What Is .NET? Microsoft .NET is a set of software technologies for connecting information, people, systems, and devices. This new generation of technology is based on Web services—small building-block applications that can connect to each other as well as to other, larger applications over the Internet.
Application programmers have so many reasons to use .NET. Just about every common task that Windows and Web programmers perform today is easier to code, test, deploy, and maintain using .NET.
True interoperation now exists among all .NET languages (Visual Basic, C++, C#, COBOL, and many others) because .NET unifies the services and functions that those languages offer, the task of integrating code from several programmers writing in different languages is almost trivial. The .NET development environment pulls all the languages that programmers use into one easy-to-use but extremely powerful tool that includes the ability to debug code no matter where it runs.
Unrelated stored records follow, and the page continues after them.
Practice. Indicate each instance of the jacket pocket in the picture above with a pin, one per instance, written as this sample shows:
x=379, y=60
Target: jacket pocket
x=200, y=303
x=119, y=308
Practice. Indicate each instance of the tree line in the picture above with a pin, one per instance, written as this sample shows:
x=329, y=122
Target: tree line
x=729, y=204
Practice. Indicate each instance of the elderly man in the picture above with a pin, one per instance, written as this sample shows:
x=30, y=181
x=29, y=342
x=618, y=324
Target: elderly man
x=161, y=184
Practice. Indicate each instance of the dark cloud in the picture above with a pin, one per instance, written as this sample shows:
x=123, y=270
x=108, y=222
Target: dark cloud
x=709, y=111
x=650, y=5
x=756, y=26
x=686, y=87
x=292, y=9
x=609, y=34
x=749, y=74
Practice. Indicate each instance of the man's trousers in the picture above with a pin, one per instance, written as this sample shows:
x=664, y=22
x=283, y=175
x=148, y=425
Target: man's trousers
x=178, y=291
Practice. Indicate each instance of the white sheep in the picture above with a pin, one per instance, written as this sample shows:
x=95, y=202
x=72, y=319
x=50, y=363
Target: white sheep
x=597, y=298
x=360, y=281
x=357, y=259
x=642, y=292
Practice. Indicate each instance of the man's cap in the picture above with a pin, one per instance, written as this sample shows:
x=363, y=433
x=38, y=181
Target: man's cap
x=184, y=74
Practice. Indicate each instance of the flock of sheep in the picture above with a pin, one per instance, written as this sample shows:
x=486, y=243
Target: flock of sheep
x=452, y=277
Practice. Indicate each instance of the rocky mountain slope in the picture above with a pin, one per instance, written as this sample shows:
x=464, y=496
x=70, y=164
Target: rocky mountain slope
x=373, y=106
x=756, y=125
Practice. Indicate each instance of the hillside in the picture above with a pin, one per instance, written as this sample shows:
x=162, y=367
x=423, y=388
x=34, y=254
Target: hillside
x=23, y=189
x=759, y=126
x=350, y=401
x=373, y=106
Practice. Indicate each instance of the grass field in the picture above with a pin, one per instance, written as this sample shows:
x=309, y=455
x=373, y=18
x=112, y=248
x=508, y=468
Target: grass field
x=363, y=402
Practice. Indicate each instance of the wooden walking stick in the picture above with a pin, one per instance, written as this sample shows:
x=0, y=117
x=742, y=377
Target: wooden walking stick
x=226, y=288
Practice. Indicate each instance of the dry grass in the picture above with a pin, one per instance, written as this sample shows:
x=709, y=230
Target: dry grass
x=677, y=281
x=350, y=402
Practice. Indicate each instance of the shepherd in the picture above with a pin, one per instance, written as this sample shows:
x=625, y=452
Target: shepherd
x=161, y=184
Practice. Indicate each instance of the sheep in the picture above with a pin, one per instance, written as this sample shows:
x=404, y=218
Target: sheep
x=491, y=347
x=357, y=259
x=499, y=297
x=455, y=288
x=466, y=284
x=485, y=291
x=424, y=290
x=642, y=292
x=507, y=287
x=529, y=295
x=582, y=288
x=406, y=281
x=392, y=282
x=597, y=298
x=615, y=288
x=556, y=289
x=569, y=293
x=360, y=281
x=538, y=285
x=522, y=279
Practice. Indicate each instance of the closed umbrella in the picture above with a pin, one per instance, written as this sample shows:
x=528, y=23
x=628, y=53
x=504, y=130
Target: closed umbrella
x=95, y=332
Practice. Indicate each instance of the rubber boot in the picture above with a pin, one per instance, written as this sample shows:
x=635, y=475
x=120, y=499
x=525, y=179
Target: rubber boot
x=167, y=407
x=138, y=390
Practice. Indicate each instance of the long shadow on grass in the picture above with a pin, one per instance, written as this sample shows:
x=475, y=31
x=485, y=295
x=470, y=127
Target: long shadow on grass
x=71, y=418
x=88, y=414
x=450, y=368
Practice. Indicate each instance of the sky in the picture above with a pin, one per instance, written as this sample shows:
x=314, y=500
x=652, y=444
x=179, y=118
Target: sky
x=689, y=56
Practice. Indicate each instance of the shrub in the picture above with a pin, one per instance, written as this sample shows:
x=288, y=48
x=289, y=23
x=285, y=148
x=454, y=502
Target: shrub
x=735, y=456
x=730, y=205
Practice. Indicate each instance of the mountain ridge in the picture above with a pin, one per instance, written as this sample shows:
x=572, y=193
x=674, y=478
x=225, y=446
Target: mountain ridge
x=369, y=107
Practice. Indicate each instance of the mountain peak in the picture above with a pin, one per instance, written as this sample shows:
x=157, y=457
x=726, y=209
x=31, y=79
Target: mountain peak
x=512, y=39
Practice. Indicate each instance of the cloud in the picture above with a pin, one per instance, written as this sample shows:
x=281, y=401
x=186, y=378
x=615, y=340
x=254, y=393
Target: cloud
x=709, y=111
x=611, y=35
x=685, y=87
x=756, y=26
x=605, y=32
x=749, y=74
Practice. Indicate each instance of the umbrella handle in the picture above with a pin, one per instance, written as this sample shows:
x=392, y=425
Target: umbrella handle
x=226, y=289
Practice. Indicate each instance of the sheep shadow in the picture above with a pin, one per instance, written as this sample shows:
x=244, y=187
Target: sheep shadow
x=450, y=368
After years of sometimes widely divergent ideas about how programmers should write code, Microsoft has constructed an environment that lets programmers concentrate on writing programs and not on technology or syntax idiosyncrasies.
Each .NET compatible language has its own set of constructs which work best within the context of that language, while using the CLR.The key to these developments is the Common Language Runtime (CLR). Because the .NET languages provide code for one common, abstracted environment, programmers have the same functionality available no matter what language they use — no longer must they endure different sets of rules for C++ and Visual Basic. The CLR is the intermediate layer that translates CLR function calls into function calls that the host OS supports. If you’re worried that .NET languages and CLR sound like some sort of old-style interpreted language (e.g., Pascal or earlier versions of Visual Basic), you can relax.